I figured out what the extra three bytes are. They are the first three bytes of an Adler-32 big-endian checksum. The byte 0x4a got truncated. Additionally, if we add the bytes 0x78 0x9c to the beginning of the stream, this is now a proper zlib stream.
using CodecZlib
data = read("deflate_bug_demo.bin")
zlibstream = vcat(UInt8[0x78, 0x9c], data, UInt8[0x4a]) # header + file + missing Adler byte
out = transcode(ZlibDecompressor, zlibstream) # 16572 bytes
We can compute the Adler-32 checksum:
using Zlib_jll
# Pure-Julia Adler-32 trailer: 4 bytes, big-endian, over the *uncompressed* data.
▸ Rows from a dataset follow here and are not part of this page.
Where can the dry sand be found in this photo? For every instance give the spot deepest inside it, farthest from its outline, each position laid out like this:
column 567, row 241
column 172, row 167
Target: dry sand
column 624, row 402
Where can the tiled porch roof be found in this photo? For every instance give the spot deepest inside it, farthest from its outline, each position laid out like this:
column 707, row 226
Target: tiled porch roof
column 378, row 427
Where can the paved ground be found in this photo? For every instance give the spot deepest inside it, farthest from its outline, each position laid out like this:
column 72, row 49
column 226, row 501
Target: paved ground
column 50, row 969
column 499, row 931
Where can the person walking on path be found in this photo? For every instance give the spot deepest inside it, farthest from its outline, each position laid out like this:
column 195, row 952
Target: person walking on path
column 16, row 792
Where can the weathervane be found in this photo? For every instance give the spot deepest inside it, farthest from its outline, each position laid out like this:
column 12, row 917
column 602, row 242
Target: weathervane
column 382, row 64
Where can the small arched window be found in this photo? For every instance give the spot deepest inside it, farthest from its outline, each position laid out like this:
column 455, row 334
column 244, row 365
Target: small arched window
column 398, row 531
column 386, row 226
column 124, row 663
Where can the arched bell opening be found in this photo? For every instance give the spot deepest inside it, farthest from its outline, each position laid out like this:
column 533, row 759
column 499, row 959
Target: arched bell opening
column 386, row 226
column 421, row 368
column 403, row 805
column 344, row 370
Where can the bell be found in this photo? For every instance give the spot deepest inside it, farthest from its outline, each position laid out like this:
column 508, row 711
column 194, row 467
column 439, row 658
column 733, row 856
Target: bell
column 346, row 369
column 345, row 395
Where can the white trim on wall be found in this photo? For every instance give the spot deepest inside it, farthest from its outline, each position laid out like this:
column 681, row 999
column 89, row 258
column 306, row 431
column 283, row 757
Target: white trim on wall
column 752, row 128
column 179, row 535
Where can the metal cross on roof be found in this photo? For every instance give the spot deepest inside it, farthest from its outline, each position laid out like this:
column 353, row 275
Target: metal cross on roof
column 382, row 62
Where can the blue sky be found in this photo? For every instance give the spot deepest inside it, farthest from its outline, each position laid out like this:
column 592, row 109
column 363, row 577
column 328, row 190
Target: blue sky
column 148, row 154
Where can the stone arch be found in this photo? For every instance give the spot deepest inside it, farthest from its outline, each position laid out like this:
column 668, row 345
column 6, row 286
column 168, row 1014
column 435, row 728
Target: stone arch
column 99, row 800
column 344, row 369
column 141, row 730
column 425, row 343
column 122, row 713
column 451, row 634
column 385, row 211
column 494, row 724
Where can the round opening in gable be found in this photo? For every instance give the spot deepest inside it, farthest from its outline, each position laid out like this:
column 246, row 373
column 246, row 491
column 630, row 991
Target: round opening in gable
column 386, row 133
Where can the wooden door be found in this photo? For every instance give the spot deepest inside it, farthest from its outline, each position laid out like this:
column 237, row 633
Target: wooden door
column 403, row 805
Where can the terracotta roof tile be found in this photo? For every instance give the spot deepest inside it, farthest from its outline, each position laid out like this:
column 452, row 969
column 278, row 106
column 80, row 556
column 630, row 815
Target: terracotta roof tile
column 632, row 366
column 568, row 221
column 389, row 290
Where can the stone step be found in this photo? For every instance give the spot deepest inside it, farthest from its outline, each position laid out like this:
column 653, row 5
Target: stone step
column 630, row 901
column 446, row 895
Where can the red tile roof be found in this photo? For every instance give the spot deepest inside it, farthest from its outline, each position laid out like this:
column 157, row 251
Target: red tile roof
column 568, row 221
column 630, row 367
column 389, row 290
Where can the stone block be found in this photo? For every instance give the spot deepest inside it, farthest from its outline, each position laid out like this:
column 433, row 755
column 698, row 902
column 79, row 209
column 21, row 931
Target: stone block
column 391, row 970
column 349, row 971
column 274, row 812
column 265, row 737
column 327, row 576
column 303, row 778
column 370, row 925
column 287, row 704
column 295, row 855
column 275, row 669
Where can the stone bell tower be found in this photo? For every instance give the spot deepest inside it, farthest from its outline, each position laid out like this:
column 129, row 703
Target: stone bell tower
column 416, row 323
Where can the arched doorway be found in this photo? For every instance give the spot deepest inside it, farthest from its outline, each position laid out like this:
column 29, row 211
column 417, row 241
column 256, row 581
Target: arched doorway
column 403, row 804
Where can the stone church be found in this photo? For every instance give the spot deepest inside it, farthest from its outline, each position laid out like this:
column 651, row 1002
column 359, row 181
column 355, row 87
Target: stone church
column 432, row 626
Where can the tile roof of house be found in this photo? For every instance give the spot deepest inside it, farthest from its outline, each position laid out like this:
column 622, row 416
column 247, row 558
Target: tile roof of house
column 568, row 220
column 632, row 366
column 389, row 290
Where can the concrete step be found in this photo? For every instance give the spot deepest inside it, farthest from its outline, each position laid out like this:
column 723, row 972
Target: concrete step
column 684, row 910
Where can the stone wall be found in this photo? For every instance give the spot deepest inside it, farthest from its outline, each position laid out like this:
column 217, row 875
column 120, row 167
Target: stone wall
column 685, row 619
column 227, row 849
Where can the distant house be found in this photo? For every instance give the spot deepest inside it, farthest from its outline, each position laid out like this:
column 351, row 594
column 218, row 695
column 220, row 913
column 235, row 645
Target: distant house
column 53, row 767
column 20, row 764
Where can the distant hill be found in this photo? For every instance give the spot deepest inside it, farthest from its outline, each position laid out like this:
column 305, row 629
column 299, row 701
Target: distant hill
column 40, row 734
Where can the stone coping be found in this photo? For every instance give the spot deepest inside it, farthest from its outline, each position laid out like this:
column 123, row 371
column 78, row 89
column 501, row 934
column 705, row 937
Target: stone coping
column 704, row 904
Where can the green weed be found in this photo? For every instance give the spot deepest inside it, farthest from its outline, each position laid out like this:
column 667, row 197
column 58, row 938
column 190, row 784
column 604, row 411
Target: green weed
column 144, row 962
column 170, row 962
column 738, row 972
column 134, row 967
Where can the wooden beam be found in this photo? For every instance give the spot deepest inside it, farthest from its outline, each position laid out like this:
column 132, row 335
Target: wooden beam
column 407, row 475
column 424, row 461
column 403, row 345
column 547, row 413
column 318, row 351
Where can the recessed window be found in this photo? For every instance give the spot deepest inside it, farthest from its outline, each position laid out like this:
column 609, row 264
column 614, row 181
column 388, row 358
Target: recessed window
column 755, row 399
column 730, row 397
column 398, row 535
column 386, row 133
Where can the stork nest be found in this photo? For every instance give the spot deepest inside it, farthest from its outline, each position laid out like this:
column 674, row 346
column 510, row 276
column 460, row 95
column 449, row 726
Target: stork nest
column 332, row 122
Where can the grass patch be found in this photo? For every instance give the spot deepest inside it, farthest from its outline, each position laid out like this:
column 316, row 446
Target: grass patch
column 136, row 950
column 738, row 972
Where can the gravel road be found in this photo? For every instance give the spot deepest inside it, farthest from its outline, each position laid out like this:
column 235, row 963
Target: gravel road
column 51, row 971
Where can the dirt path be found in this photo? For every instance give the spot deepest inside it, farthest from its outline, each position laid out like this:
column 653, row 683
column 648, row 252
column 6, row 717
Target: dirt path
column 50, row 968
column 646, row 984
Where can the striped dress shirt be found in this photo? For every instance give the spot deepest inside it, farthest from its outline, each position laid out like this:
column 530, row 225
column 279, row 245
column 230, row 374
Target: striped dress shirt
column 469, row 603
function adler32_trailer(data)
a, b = 1, 0
for byte in data
a = (a + byte) % 65521
b = (b + a) % 65521
end
checksum = (b << 16) | a
return [UInt8(checksum >> s & 0xff) for s in (24, 16, 8, 0)] # big-endian
end
# zlib-backed Adler-32 trailer: 4 bytes, big-endian, over the *uncompressed* data.
function adler32_trailer_zlib(data)
checksum = ccall((:adler32, libz), Culong,
(Culong, Ptr{UInt8}, Cuint), 1, data, length(data))
return [UInt8(checksum >> s & 0xff) for s in (24, 16, 8, 0)] # big-endian
end
# Read the decompressed output and compute the trailer with both implementations.
out = read("deflate_bug_demo.out")
t_julia = adler32_trailer(out)
t_zlib = adler32_trailer_zlib(out)
println("input: deflate_bug_demo.out (", length(out), " bytes)")
println("adler32_trailer (pure Julia) = ", bytes2hex(t_julia))
println("adler32_trailer_zlib (Zlib_jll) = ", bytes2hex(t_zlib))
println("match: ", t_julia == t_zlib)
Here is the output:
Output:
input: deflate_bug_demo.out (16572 bytes)
adler32_trailer (pure Julia) = f31b334a
adler32_trailer_zlib (Zlib_jll) = f31b334a
match: true
Is this a bug? Or is it a bug that other implementations did not report the extra three bytes?